CUMBERLAND — A Fulton County beverage distributor is asking the Cobb County Development Authority to issue up to $65 million in bonds to help them build a distribution center in south Cobb.

Officials with Empire Distributors, a wholesale distributor of alcoholic beverages throughout the Southeast, project to have more than 500 employees at the facility, which would be built on about 70 acres on Hartman Road near Factory Shoals Road.

Many of those positions would be relocated out of Fulton, but as many as 90 or more would likely be new hires.

Authority members on Tuesday approved an inducement resolution for the bonds. The resolution indicates that the authority is willing to issue the taxable revenue bonds, but Empire would have to come back before the authority and have a final bond resolution approved.

“The availability of this present bond issue being requested, as well as other economic incentives, are fundamental — factors to their decision to relocate and invest in this new facility,” said Tim Ramsey, an attorney who represented Empire at Tuesday’s authority meeting.

The facility would become the headquarters of the company, which is a wholly-owned subsidiary of Texas-based McClane Company, a worldwide supply chain company. The facility would be about 600,000 square feet, including about 50,000 square feet of office space.
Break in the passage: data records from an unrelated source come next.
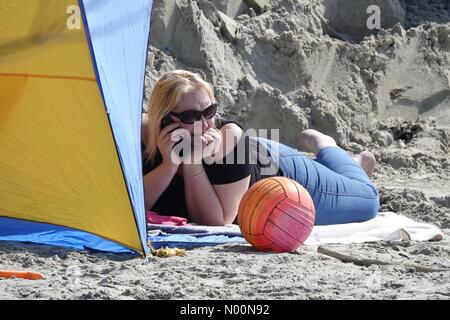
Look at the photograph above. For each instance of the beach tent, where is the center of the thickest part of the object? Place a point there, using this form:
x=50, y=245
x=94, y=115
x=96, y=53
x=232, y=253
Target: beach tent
x=71, y=93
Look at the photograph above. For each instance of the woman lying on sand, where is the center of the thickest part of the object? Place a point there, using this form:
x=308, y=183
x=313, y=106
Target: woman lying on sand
x=199, y=186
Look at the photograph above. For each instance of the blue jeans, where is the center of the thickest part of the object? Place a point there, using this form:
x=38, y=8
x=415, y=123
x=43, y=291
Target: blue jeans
x=342, y=192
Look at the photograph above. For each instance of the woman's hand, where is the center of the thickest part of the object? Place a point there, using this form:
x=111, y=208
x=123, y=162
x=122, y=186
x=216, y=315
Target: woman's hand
x=213, y=139
x=167, y=138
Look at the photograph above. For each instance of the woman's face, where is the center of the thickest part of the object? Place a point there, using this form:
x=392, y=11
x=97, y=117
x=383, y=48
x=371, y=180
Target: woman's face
x=195, y=100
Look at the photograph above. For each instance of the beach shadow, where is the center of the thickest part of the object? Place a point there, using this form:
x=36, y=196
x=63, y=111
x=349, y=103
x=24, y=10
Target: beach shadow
x=243, y=249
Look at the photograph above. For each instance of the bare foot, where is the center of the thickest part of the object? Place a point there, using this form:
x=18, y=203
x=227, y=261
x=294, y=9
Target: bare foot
x=367, y=161
x=313, y=140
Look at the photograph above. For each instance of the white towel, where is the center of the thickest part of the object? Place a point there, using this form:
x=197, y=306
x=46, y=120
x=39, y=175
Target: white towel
x=387, y=226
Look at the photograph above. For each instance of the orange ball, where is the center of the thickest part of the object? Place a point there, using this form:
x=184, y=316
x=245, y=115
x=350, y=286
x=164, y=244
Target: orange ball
x=276, y=214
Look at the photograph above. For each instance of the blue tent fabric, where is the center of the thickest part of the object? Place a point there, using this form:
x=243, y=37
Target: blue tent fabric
x=118, y=33
x=41, y=233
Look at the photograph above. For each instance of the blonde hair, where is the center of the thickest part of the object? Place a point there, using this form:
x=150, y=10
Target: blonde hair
x=166, y=94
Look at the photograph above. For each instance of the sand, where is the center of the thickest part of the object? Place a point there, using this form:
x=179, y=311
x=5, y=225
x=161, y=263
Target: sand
x=296, y=65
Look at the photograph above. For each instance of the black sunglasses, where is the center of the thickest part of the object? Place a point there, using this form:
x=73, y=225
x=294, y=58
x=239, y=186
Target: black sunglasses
x=190, y=116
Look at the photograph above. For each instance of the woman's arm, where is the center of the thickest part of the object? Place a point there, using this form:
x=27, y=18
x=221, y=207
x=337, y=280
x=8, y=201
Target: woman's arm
x=214, y=204
x=202, y=202
x=157, y=180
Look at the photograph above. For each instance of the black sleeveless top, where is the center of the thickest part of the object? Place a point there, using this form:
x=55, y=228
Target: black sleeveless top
x=172, y=201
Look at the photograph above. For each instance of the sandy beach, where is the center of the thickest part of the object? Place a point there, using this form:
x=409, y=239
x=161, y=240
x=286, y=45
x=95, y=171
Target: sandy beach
x=295, y=65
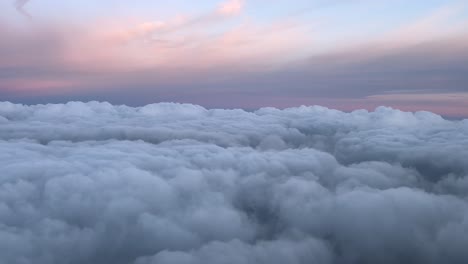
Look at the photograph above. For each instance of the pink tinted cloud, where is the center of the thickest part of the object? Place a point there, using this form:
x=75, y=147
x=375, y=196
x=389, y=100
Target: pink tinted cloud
x=231, y=7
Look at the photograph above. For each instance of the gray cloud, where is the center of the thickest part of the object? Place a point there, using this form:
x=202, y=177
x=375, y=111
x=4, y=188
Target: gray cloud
x=170, y=183
x=19, y=5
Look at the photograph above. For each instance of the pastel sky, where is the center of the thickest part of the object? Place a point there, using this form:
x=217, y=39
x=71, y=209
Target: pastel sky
x=344, y=54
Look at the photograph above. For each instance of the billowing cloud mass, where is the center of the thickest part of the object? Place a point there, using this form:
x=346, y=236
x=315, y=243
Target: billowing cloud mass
x=171, y=183
x=19, y=5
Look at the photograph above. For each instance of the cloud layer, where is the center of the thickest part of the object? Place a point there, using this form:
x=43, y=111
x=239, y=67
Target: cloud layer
x=171, y=183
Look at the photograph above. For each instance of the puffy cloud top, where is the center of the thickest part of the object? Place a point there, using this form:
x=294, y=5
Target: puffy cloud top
x=170, y=183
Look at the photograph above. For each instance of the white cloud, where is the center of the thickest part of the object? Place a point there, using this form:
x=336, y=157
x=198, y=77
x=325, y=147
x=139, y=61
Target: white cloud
x=170, y=183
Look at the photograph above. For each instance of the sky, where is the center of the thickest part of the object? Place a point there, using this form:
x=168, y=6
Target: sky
x=343, y=54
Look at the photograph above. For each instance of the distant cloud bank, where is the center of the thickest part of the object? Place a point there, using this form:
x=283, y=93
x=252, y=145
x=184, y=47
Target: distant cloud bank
x=174, y=183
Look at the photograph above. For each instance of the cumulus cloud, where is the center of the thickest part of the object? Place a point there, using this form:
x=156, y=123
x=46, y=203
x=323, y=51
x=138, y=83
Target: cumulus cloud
x=171, y=183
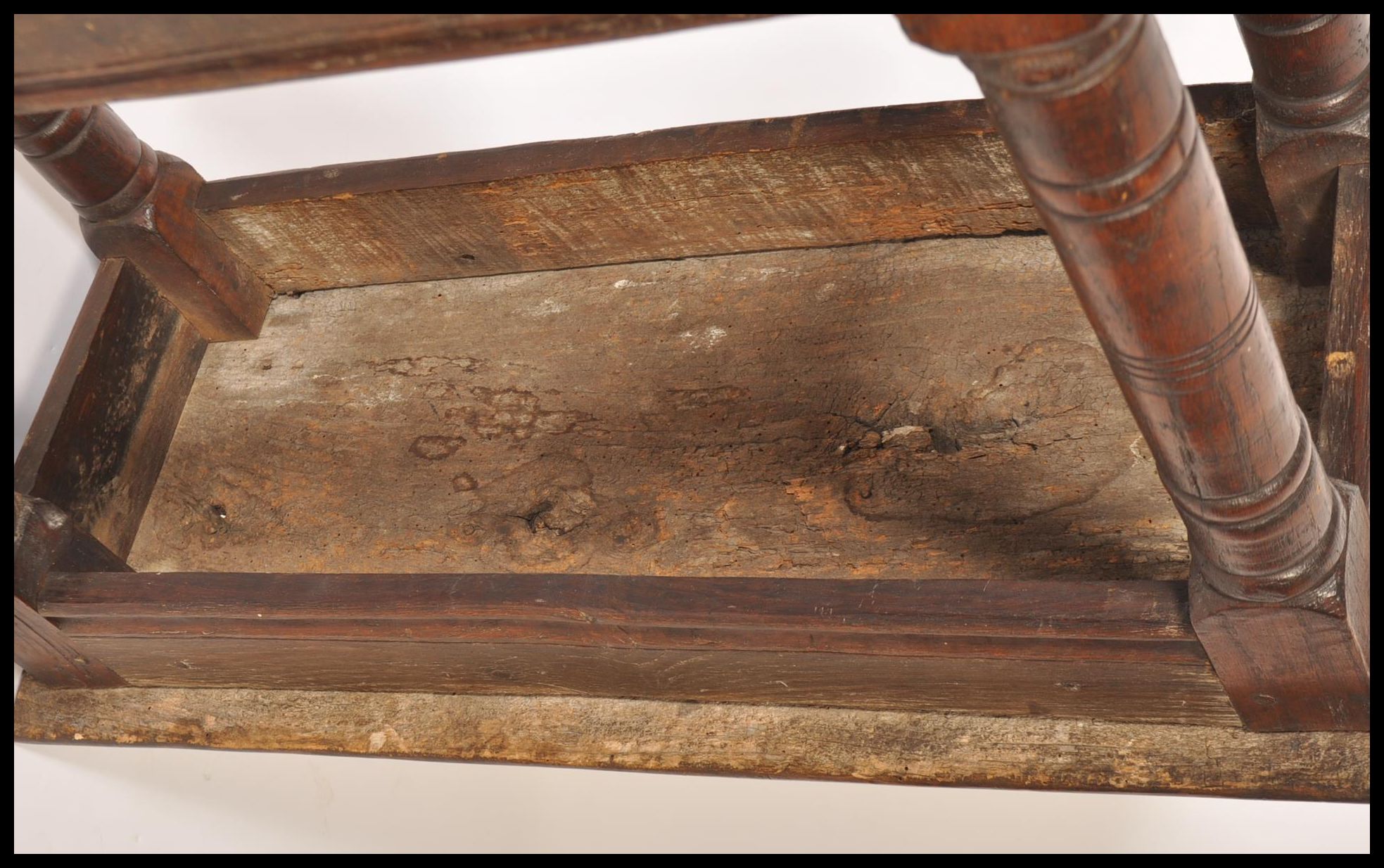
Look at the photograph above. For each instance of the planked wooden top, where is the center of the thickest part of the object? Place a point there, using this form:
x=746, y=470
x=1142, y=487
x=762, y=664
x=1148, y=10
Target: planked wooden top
x=63, y=61
x=821, y=180
x=925, y=410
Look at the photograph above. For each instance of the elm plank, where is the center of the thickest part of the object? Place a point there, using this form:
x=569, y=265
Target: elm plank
x=712, y=738
x=1344, y=434
x=1106, y=690
x=808, y=181
x=803, y=414
x=1056, y=609
x=106, y=423
x=61, y=61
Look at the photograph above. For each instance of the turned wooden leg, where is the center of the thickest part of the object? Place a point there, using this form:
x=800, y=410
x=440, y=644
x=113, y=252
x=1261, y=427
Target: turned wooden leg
x=1312, y=90
x=140, y=205
x=1107, y=141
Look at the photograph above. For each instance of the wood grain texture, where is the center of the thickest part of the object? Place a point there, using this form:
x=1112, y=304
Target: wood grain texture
x=1312, y=87
x=835, y=414
x=1106, y=690
x=808, y=181
x=1116, y=651
x=49, y=655
x=712, y=738
x=64, y=60
x=137, y=205
x=1345, y=406
x=44, y=537
x=1138, y=217
x=101, y=433
x=1127, y=611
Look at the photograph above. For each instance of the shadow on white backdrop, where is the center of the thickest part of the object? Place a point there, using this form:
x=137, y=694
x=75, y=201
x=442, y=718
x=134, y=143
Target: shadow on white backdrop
x=169, y=800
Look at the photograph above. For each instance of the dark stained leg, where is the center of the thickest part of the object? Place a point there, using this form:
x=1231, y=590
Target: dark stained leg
x=140, y=205
x=1312, y=89
x=44, y=539
x=1106, y=139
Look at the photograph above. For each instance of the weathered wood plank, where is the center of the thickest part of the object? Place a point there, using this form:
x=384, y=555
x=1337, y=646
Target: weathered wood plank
x=1344, y=434
x=106, y=423
x=43, y=651
x=1106, y=690
x=810, y=181
x=835, y=414
x=711, y=738
x=61, y=61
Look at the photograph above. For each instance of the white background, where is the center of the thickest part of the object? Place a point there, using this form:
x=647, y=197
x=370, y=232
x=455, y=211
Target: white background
x=148, y=799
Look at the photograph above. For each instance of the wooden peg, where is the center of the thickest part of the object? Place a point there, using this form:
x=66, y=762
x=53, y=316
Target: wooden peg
x=1107, y=141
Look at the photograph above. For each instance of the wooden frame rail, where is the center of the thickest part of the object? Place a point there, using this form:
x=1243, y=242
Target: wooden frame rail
x=1281, y=554
x=1124, y=168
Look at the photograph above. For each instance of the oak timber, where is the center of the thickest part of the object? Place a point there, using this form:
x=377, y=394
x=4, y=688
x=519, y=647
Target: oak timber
x=1116, y=651
x=840, y=413
x=810, y=181
x=1345, y=406
x=104, y=426
x=712, y=738
x=61, y=60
It would be built within the South Cobb Enterprise Zone, an area created by the county in 2013 to spark new business development, existing business expansion and new jobs through tax breaks.

In September, commissioners gave the green light to grant the development the enterprise zone’s tax incentives. The incentives are expected to total about $1.55 million, while the projected positive economic impact to the county has been estimated at $1.75 million during the incentive period.

Under the incentive program, no county ad valorem taxes will be owed for the first five years, while the following five years will see that ad valorem tax rate upped by 20 percent each year until the full tax rate is being paid in year 11.

When commissioners approved the request to rezone the land to make way for the distribution center, officials referred to the incoming development by a code name: “Project Steady.”

Empire aims to close on the land in late February, with construction expected to take about 18 months, Ramsey said.

In addition to its initial acquisition and construction budget of $65 million, Empire would maintain significant product inventory of about $35 million per year at the Cobb site, as well as a fleet of 70 trucks, Ramsey added.

Authority members Tuesday also approved an inducement resolution for up to $8 million in bonds for Cobb-based RaceTrac Petroleum to finance the acquisition and installation of furniture, fixtures and equipment to be used by the company in its new corporate headquarters to be located on Galleria Parkway in Cumberland.

Nelson Geter, the authority’s executive director, said the company will retain roughly 800 employees in Cobb through the relocation of its corporate headquarters from Cumberland Parkway near Cumberland Mall, with plans to add 90 employees over a five-year period.

RaceTrac officials who spoke at Tuesday’s meeting said the company has about 1,200 employees in Cobb.

A fiscal impact analysis conducted by Georgia Tech’s Enterprise Innovation Institute on RaceTrac’s expansion said it would have a net fiscal benefit to the county of more than $290,000 over the next 10 years.

Geter said both Empire and RaceTrac could come back to the authority at its Feb. 21 meeting with final bond resolutions to consider.

“The reason why the development authority was created ... was to create commerce through the issuance of bonds, thereby creating job opportunities for the citizens of the county. It’s not unusual for a company to use this mechanism for creating capital for a project,” Geter said, adding that a company going through the authority in most cases can obtain lower bond interest rates and more flexible terms than a bank may be able to offer, among other potential benefits.

In other business, authority members at a called meeting Thursday approved a resolution to issue up to $52 million in bonds to allow the Kennesaw State University Foundation to refund bonds issued in 2007 and 2008. They were used to finance construction of a parking facility, dining hall and classroom facility at KSU’s Kennesaw campus. The issuance essentially serves as a refinancing of the outstanding bonds, Geter said, and will allow the foundation to save about $8 million over the life of the bonds.

“Typically, institutions such as Kennesaw State will refund bonds because of lower interest rates — they’re able to get a better interest rate now than they did when the bonds were originally issued. What that means to them is pretty significant savings,” Geter said.

Authority members were to consider the KSU Foundation’s request at its meeting Tuesday but could not vote on the matter as Chairman Clark Hungerford serves as a foundation trustee and therefore recused himself, leaving the meeting with a lack of a quorum to vote on the issue.